Не думайте, господа, что фиктивная передача вам оружия может вывести меня из затруднительного положения, в котором я нахожусь! Напротив, я таким образом пропущу время, когда могу ещё изъять капиталы, так давно вложенные мною в это патриотическое предприятие. Она лишит меня последней возможности обменять на дукаты это оружие, в котором ваши враги нуждаются не менее вас, которого они не перестают добиваться, оскорбляясь моим неизменным отказом.
Что ждёт нас, господа, если, воспользовавшись фиктивным договором, вы выступите на защиту моих прав в Голландии вместо того, чтобы отстаивать там ваши собственные, и не сможете переправить оружие в Дюнкерк к устраивающему вас сроку? Вы выиграете хотя бы то, что помешаете врагу воспользоваться им против вас в этой войне; я же, лишённый всех средств, получу в вознаграждение за мою службу отечеству лишь чудовищное количество оружия, которое не смогу никому продать, поскольку оно уже никому не будет нужно! Я буду разорён, уничтожен; вы, разумеется, этого не хотите.
Мне возражают, господа, что, расторгая договор, заключённый со мной г-ном де Гравом, вы берёте на себя ответственность!

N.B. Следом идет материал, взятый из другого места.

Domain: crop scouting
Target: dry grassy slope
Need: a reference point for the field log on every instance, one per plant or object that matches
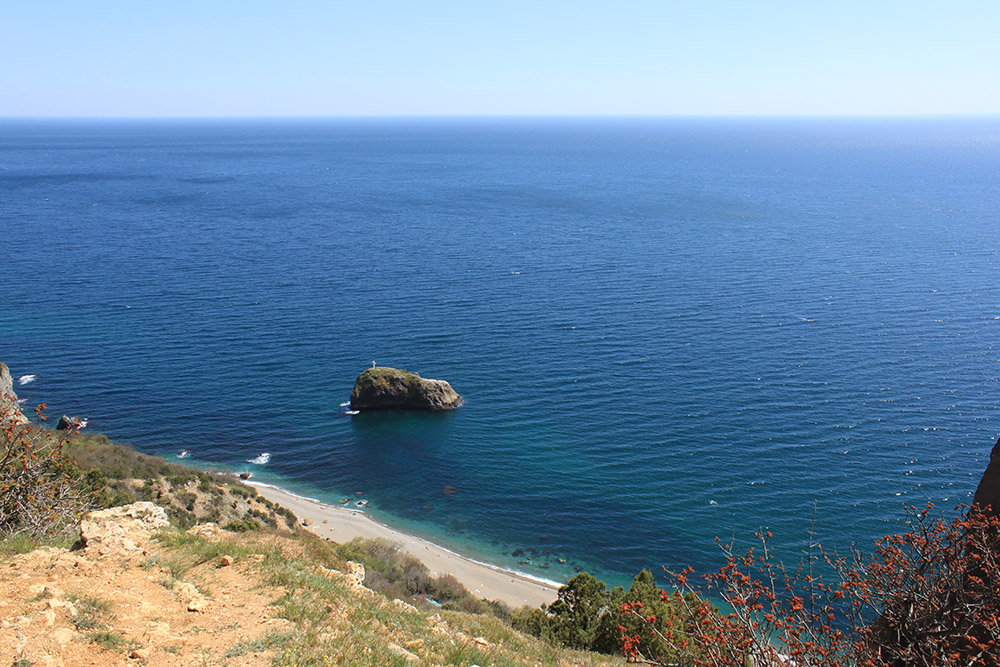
(189, 496)
(212, 597)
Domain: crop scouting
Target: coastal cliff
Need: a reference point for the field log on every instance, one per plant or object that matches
(380, 388)
(9, 411)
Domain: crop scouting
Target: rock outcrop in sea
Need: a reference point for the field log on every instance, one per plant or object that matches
(988, 491)
(380, 388)
(9, 411)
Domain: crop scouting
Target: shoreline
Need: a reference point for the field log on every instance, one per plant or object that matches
(484, 580)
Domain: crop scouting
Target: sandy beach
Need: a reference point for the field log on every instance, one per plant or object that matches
(341, 524)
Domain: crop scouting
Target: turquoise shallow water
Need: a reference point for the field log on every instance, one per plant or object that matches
(665, 330)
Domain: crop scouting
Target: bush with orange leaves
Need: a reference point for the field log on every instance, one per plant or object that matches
(41, 490)
(927, 597)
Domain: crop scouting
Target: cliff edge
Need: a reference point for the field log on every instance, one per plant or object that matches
(9, 411)
(380, 388)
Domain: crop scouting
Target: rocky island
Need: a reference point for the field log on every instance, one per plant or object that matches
(380, 388)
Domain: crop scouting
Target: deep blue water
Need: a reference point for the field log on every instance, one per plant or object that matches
(665, 330)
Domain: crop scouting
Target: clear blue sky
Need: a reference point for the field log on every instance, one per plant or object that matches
(502, 57)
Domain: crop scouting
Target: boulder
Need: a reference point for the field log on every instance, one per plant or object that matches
(9, 411)
(380, 388)
(988, 491)
(68, 424)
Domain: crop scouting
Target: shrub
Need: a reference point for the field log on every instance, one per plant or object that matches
(927, 597)
(42, 492)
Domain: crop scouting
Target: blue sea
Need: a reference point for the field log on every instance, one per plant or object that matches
(665, 330)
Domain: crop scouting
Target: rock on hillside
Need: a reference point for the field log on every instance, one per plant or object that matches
(8, 399)
(379, 388)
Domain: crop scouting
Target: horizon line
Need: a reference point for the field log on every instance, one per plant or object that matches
(516, 116)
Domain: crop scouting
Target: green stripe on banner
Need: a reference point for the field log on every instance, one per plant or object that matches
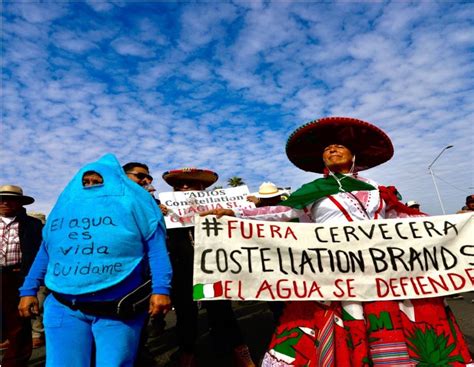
(198, 291)
(218, 289)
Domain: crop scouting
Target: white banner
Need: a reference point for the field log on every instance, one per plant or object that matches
(355, 261)
(183, 205)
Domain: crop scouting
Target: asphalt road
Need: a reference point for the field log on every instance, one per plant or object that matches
(257, 324)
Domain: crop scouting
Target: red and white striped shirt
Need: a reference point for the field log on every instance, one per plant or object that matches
(10, 247)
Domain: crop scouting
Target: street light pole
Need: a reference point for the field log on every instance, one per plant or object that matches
(434, 181)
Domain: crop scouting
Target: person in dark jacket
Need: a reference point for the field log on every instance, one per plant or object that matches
(224, 329)
(21, 238)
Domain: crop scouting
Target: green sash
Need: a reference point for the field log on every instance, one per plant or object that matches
(321, 187)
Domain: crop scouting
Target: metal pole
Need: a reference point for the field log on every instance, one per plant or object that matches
(434, 181)
(437, 192)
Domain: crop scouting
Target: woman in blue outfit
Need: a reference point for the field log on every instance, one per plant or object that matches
(101, 241)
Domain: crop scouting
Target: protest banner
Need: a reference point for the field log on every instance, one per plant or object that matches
(183, 205)
(355, 261)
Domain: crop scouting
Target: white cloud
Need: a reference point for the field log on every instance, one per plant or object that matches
(221, 86)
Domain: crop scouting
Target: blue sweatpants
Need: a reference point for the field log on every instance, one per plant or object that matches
(70, 336)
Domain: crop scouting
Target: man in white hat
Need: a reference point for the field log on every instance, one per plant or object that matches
(21, 238)
(268, 195)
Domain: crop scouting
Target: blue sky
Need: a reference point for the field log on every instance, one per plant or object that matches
(221, 85)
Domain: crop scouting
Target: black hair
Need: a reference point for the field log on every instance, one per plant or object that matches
(130, 165)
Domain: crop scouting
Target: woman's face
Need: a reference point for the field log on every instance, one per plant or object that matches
(337, 158)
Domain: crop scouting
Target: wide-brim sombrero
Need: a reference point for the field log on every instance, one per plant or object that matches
(370, 144)
(203, 176)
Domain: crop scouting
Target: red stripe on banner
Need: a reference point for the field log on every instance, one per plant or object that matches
(340, 207)
(379, 209)
(218, 289)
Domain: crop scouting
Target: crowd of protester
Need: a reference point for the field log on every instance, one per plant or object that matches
(94, 313)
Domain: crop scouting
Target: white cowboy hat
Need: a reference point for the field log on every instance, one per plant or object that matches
(16, 192)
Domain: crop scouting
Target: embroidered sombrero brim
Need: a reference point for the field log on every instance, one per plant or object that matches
(206, 177)
(306, 144)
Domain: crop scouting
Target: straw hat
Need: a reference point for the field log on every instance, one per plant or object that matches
(206, 177)
(306, 144)
(268, 190)
(412, 203)
(13, 191)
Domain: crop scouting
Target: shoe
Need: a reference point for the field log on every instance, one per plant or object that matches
(38, 343)
(4, 345)
(187, 360)
(241, 356)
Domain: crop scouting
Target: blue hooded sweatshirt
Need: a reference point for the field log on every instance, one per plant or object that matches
(95, 235)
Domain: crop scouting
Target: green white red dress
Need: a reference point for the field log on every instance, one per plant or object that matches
(407, 333)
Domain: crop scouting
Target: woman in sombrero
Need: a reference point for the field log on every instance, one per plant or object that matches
(419, 332)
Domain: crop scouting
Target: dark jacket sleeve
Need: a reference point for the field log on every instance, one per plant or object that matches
(30, 233)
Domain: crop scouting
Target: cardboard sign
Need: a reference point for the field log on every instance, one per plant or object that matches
(183, 205)
(354, 261)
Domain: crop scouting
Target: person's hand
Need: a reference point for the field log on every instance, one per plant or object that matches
(164, 209)
(28, 306)
(218, 213)
(159, 303)
(253, 199)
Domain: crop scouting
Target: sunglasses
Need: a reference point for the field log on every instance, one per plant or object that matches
(140, 175)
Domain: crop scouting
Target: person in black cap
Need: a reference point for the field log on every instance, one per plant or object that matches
(21, 238)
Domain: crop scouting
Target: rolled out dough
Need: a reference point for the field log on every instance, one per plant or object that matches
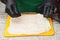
(29, 24)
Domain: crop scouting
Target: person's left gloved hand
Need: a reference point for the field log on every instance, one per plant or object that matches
(48, 8)
(11, 8)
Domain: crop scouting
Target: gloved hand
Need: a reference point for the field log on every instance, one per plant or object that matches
(48, 8)
(11, 8)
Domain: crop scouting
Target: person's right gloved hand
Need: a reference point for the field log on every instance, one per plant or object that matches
(11, 8)
(48, 8)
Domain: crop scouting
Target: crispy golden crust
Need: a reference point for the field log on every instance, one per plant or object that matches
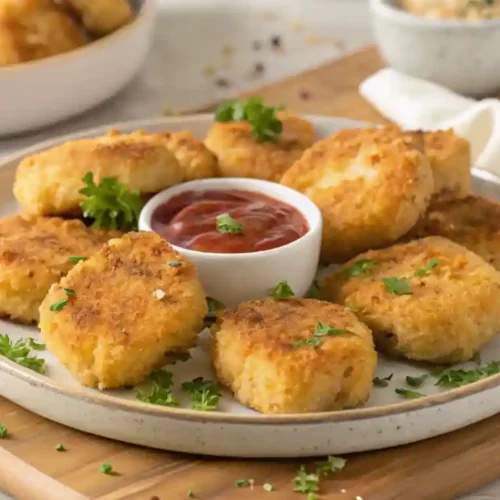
(48, 182)
(472, 222)
(129, 308)
(35, 29)
(451, 314)
(240, 155)
(254, 355)
(371, 186)
(34, 254)
(102, 16)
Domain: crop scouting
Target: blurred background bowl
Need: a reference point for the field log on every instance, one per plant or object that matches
(46, 91)
(462, 55)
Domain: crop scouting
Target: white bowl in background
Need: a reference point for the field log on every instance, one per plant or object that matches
(235, 278)
(462, 55)
(46, 91)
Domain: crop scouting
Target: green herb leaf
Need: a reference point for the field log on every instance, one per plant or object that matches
(264, 124)
(227, 225)
(428, 267)
(20, 353)
(407, 394)
(111, 204)
(416, 381)
(304, 482)
(205, 394)
(398, 286)
(382, 382)
(281, 291)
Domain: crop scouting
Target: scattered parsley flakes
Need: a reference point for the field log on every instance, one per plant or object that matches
(20, 353)
(398, 286)
(427, 268)
(281, 291)
(111, 204)
(227, 225)
(382, 382)
(408, 394)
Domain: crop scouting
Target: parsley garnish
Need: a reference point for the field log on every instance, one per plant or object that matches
(281, 291)
(111, 204)
(408, 394)
(205, 394)
(382, 382)
(227, 225)
(416, 381)
(398, 286)
(265, 126)
(428, 267)
(19, 352)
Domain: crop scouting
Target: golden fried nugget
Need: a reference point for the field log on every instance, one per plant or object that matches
(472, 222)
(48, 182)
(102, 17)
(429, 300)
(35, 29)
(258, 351)
(371, 186)
(126, 309)
(240, 155)
(34, 254)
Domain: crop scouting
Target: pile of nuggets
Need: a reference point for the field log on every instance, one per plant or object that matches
(418, 275)
(36, 29)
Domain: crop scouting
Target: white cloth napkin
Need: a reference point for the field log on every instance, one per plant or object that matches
(417, 104)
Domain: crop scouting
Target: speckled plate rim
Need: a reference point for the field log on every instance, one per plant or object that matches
(111, 402)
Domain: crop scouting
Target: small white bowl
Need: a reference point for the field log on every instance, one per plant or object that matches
(460, 54)
(43, 92)
(235, 278)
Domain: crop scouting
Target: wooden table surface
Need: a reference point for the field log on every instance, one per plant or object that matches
(441, 468)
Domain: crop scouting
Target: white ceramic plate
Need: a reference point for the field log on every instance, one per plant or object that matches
(235, 430)
(39, 93)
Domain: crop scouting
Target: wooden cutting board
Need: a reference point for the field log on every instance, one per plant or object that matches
(438, 469)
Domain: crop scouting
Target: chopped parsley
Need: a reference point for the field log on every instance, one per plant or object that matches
(20, 353)
(382, 382)
(398, 286)
(281, 291)
(264, 124)
(205, 394)
(110, 204)
(227, 225)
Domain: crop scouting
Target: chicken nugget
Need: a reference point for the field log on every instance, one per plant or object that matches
(35, 252)
(473, 222)
(102, 17)
(430, 300)
(48, 183)
(240, 155)
(113, 318)
(293, 356)
(371, 186)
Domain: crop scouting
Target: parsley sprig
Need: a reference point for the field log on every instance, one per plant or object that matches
(20, 353)
(264, 124)
(111, 204)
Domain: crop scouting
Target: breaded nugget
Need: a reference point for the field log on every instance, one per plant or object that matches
(429, 300)
(35, 29)
(126, 307)
(472, 222)
(240, 155)
(102, 16)
(48, 182)
(371, 186)
(34, 254)
(267, 353)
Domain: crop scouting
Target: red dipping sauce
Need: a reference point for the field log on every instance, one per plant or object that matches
(189, 220)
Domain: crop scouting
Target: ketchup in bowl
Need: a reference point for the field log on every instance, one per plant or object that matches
(228, 221)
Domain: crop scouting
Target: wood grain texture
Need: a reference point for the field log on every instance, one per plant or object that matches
(438, 469)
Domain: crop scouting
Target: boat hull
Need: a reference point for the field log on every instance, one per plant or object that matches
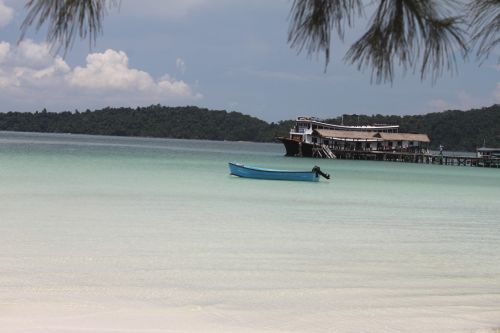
(241, 170)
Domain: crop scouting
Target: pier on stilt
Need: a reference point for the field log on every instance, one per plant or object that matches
(424, 158)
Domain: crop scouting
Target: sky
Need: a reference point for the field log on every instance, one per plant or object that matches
(220, 54)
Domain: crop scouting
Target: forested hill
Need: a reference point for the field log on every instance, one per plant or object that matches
(153, 121)
(456, 130)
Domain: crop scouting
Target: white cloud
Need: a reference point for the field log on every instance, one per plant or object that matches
(6, 14)
(496, 93)
(4, 51)
(28, 74)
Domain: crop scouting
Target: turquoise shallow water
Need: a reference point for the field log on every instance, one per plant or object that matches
(135, 235)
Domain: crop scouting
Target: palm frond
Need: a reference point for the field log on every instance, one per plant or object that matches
(485, 25)
(66, 19)
(402, 31)
(313, 20)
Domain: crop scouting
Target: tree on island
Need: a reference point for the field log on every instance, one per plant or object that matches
(418, 35)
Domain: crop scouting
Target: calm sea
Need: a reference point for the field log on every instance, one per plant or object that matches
(111, 234)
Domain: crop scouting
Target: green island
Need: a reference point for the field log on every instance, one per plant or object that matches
(456, 130)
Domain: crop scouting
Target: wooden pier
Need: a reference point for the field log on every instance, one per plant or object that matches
(424, 158)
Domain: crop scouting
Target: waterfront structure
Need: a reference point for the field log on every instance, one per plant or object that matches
(311, 137)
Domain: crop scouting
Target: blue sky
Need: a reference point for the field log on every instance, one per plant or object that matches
(220, 54)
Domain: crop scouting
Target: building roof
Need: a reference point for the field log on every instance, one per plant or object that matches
(348, 135)
(370, 136)
(403, 137)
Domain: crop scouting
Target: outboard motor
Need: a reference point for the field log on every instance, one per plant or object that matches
(318, 171)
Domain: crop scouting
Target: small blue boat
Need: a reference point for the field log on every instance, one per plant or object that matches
(241, 170)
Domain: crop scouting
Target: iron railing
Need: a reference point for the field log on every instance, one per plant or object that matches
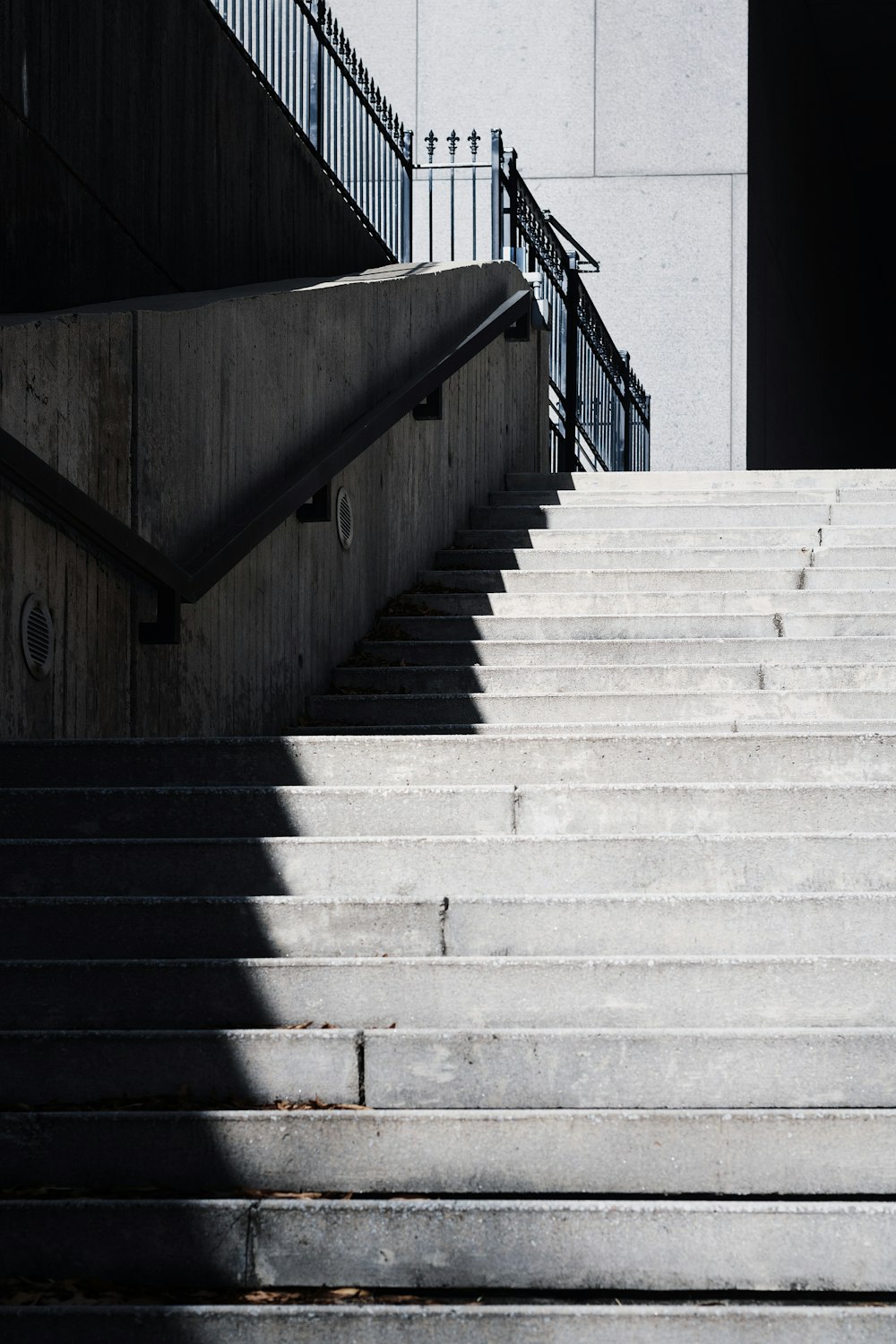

Да, вы понесёте ответственность, если, расторгнув купчую, допустите продажу противникам оружия, купленного для вас. Но не в том случае, если вы заключите взамен бесповоротную сделку, гарантирующую вам, что оружие не достанется противнику; поскольку оно будет признано национальным достоянием, голландцы уже не посмеют (если только они не объявят вам войны) открыто терпеть, чтобы вам на их территории было нанесено оскорбление столь серьёзное, коего сообщниками они окажутся! Вот как должен быть поставлен вопрос об ответственности министров в этом деле.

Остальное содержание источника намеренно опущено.